Je-sus, Amanda said under her breath. This was no time to shake him up with the truth.
Besides, she told herself, she had better be sure of the taxi driver's story about Cauterets. She had better go to Cauterets and find out for herself if what she had been told was actually a fact. Telling Ken about the incident could wait a day longer.
"Ken, maybe you should go up to the room and rest for a while."
"I'm going back to the grotto," he said doggedly, starting to rise.
Amanda stared at him. That her man, sharp and brilliant attorney, athlete and handball player, marvelous lover, had been reduced to this puddle of piety was almost impossible to believe. But here it was, and she would somehow have to deal with it, with him, a tougher case than any she had ever encountered as a clinical psychologist.
She sighed and stood up. "Very well."
"See you for dinner early."
She wondered what she would do in the desert of the afternoon. Maybe buy her future mother-in-law a souvenir, a plastic Virgin Mary.
Going up in the elevator to the fifth floor of the hotel, Reggie Moore had been uncharacteristically quiet, but Edith knew that he had something on his mind. She knew that he was waiting for the privacy of their room before speaking to her.
Once they were in their room, the door shut, Reggie all but pushed his wife into the straight chair at the table as he remained standing over her. Dutifully, Edith waited, letting him have the floor, prepared for him to speak what was on his mind.
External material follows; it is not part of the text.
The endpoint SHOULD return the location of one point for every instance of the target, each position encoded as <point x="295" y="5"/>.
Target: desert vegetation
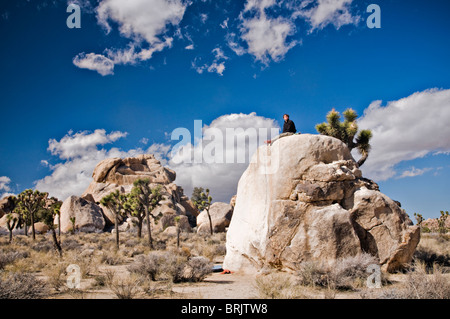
<point x="34" y="269"/>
He spoke. "Edith, I had to get you off alone. I felt there was something I must discuss with you."
"Couldn't it wait a few more minutes? Those lovely people at lunch, they were hoping to hear more about my cure."
"That's just it," said Reggie emphatically, "the very thing I want to talk to you about."
"I don't understand. What do you want to talk about, what very thing?"
"Your cure," said Reggie. "The minute I came on you with all those people, I knew those freeloaders had cornered you to get some advice and inspiration."
"But they weren't freeloaders. That nice Mr. Talley said he would pay for my lunch."
Reggie showed his exasperation. "Edith, I didn't mean money. I meant they were freeloading from your—your mind."
"I don't know what you mean."
She was used to Reggie speaking to her as if she were a child, and she was ready to endure it now.
"I mean everyone wants to use you," Reggie answered. "Everyone wants to draw strength from you for themselves, selfishly in a way. My point is you shouldn't be going around giving away your story for free. You shouldn't do it."
"But why not?" she asked, utterly bewildered. "What's wrong with it? If the story of my cure gives people inspiration, gives them hope, why shouldn't I tell it to them? I'm an example to them, a fortunate one who was blessed with a miracle. They want to hear that it's possible. Why shouldn't I tell them?"